We knew. How could we fail to? Almost every day reports come through to Moscow of abductions, war, murders, piracy and ransom demands. The tiddler republic of Ingushetia - part of the Russian Federation - is next- door to the breakaway republic of Chechnya, where three British telephone engineers and a New Zealander are held hostage, after being seized by armed men in the Chechen capital, Grozny, a month ago.
The 300,000 Ingush regard the Chechens as cousins who have a similar language, and who share Islam and a bloody, but ambivalent, history of conflict with Russia. It seemed a good place to ask questions about the four men, especially as the republic's president, Ruslan Aushev, had invited us to the ceremony marking the opening of his new capital, to which top Chechens were expected.

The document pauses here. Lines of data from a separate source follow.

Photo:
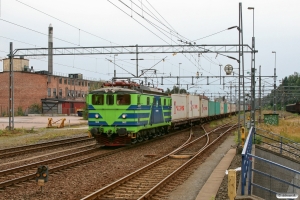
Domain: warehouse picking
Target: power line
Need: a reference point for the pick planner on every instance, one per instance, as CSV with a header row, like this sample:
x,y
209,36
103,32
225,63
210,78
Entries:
x,y
64,22
36,31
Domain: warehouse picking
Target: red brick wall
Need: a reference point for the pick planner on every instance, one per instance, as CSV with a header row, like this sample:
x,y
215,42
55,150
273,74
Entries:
x,y
29,88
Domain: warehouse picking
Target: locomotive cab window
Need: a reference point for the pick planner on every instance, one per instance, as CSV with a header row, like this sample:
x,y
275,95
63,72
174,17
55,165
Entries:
x,y
154,102
97,99
123,99
110,99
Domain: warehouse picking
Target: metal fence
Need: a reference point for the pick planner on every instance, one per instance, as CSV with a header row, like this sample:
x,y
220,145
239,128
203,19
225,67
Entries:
x,y
278,143
270,178
267,178
246,160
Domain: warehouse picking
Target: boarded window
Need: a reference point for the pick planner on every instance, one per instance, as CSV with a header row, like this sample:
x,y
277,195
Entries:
x,y
97,99
54,92
49,92
139,99
110,99
123,99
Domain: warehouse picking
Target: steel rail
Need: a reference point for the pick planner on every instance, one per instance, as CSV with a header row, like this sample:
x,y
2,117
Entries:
x,y
44,145
71,164
149,193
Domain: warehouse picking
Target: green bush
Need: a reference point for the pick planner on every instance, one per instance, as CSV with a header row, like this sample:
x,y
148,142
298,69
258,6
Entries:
x,y
257,140
20,111
35,109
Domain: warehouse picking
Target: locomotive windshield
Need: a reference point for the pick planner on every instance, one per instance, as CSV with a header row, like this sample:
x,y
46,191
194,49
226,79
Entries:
x,y
97,99
123,99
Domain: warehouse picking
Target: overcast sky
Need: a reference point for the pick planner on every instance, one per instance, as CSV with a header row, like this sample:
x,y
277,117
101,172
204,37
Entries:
x,y
106,23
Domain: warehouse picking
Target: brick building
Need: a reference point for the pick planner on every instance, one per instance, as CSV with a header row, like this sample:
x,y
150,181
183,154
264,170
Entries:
x,y
54,94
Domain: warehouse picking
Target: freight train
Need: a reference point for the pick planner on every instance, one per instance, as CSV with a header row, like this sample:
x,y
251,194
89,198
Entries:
x,y
123,113
293,108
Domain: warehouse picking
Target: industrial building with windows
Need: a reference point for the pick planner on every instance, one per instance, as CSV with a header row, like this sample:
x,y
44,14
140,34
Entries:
x,y
53,94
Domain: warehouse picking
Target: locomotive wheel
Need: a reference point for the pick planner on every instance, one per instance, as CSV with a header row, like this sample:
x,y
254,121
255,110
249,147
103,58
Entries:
x,y
162,130
154,135
145,136
133,140
158,132
139,137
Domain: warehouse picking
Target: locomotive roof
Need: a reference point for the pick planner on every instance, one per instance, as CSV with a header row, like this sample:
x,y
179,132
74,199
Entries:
x,y
121,90
114,90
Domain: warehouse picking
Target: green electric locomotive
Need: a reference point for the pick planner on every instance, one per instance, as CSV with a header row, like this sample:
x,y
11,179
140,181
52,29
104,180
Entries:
x,y
127,114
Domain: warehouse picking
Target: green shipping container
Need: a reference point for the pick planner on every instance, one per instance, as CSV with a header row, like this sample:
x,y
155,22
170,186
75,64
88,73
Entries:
x,y
271,119
211,108
218,110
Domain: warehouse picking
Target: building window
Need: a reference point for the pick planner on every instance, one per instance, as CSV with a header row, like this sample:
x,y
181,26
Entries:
x,y
54,92
67,92
97,99
49,92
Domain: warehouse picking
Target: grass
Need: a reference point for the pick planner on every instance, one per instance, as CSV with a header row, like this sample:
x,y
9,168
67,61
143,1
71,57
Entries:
x,y
19,137
288,127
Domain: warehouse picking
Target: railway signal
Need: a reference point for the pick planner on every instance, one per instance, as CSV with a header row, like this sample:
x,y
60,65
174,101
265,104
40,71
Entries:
x,y
41,176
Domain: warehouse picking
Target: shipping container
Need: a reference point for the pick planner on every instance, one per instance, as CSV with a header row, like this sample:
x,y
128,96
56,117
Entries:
x,y
179,107
193,106
222,107
211,108
217,107
203,107
226,105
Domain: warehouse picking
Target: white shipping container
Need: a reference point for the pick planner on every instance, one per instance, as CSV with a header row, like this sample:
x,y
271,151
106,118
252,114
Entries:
x,y
228,108
193,106
203,108
179,107
222,107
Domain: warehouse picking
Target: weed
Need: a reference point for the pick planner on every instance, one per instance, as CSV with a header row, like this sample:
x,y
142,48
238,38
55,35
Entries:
x,y
257,139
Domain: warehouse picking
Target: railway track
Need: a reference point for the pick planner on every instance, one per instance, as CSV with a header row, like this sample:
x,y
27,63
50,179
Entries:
x,y
146,182
17,175
14,151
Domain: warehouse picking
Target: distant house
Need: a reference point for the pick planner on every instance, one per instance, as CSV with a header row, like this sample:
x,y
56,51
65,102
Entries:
x,y
53,93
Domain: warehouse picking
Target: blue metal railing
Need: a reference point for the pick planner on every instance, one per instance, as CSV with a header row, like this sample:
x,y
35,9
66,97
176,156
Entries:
x,y
247,170
283,141
269,175
246,158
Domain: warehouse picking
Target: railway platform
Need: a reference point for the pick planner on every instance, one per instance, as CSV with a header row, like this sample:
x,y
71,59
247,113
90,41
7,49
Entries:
x,y
213,183
38,121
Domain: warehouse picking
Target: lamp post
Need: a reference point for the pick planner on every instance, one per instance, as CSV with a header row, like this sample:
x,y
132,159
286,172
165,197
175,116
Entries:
x,y
253,76
274,98
179,79
115,65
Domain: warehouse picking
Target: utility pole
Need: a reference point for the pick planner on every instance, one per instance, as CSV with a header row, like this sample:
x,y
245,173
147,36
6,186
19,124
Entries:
x,y
137,60
11,87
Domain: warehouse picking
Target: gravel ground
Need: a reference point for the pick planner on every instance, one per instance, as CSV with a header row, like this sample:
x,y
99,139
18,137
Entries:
x,y
77,182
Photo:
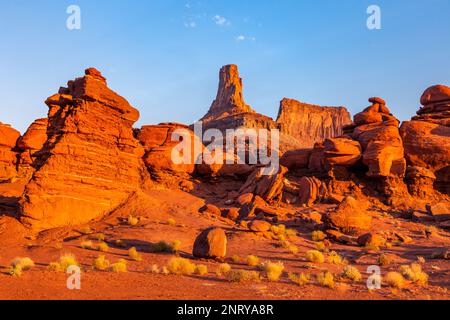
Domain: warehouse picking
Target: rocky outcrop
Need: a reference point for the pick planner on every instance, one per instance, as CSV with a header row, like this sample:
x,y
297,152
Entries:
x,y
310,124
426,136
90,163
8,156
160,142
30,143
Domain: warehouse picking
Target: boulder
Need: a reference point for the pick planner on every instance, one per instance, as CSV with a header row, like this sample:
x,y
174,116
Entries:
x,y
211,244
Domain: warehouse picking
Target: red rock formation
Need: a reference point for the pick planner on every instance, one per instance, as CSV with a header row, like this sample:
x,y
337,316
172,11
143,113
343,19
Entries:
x,y
230,99
91,161
8,157
426,136
310,124
159,146
30,143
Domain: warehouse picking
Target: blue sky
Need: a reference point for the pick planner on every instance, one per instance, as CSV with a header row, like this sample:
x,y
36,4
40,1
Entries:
x,y
164,55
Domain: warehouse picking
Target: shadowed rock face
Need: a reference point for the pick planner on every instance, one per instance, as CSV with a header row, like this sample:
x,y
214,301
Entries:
x,y
91,161
310,124
8,157
427,136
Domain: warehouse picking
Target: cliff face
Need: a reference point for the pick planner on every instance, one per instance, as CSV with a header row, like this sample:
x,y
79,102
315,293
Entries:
x,y
310,124
91,161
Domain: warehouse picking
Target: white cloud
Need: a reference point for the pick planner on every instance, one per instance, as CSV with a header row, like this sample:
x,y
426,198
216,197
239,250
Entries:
x,y
221,21
245,38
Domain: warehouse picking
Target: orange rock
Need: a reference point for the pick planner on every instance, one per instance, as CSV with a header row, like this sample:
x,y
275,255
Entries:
x,y
91,162
310,124
211,244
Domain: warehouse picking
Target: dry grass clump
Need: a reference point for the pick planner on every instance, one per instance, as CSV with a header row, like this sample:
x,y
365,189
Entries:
x,y
20,264
335,258
414,273
119,267
395,280
300,279
315,256
134,254
86,245
272,271
351,273
180,266
102,246
101,263
242,276
201,269
65,261
326,279
223,269
132,221
318,236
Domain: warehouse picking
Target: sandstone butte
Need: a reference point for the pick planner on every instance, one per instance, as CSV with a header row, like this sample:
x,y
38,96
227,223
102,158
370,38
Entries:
x,y
86,159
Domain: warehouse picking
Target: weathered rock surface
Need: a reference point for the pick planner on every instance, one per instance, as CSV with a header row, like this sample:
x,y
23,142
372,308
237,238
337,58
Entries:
x,y
426,136
211,244
310,124
8,157
91,161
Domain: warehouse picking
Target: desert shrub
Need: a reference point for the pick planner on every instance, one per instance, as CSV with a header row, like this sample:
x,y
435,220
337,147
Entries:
x,y
414,273
201,269
223,269
65,261
102,246
325,279
101,263
132,221
20,264
119,267
242,276
318,236
252,260
300,279
335,258
351,273
180,266
315,256
395,280
134,254
86,245
273,271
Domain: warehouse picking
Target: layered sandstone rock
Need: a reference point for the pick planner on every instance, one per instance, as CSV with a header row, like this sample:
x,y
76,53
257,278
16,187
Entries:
x,y
90,163
426,136
310,124
170,147
376,129
30,144
8,156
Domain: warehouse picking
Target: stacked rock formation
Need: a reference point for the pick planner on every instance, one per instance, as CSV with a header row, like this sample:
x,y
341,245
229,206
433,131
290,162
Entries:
x,y
91,161
427,143
159,142
310,124
8,155
30,144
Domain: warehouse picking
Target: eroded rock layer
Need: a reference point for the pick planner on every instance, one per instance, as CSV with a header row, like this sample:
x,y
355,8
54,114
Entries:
x,y
91,161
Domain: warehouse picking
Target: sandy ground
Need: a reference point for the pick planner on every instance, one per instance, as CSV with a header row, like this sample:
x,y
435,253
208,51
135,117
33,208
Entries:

Flights from Moscow to Nazran were full. We decided to go by road. But first we needed to know that we could safely slip in and out of the place, without hiring guards armed with sub- machine-guns.
Which was why we had come to Mineralnye Vody in Stavropol. It is a regional transport hub, sitting on the highway that runs diagonally from southern Russia down to Azerbaijan on the western shores of the Caspian Sea. En route, it passes through Grozny, Chechnya's wild and bandit-plagued capital, and - 50 miles to the west - there is the slightly more law-abiding town of Nazran.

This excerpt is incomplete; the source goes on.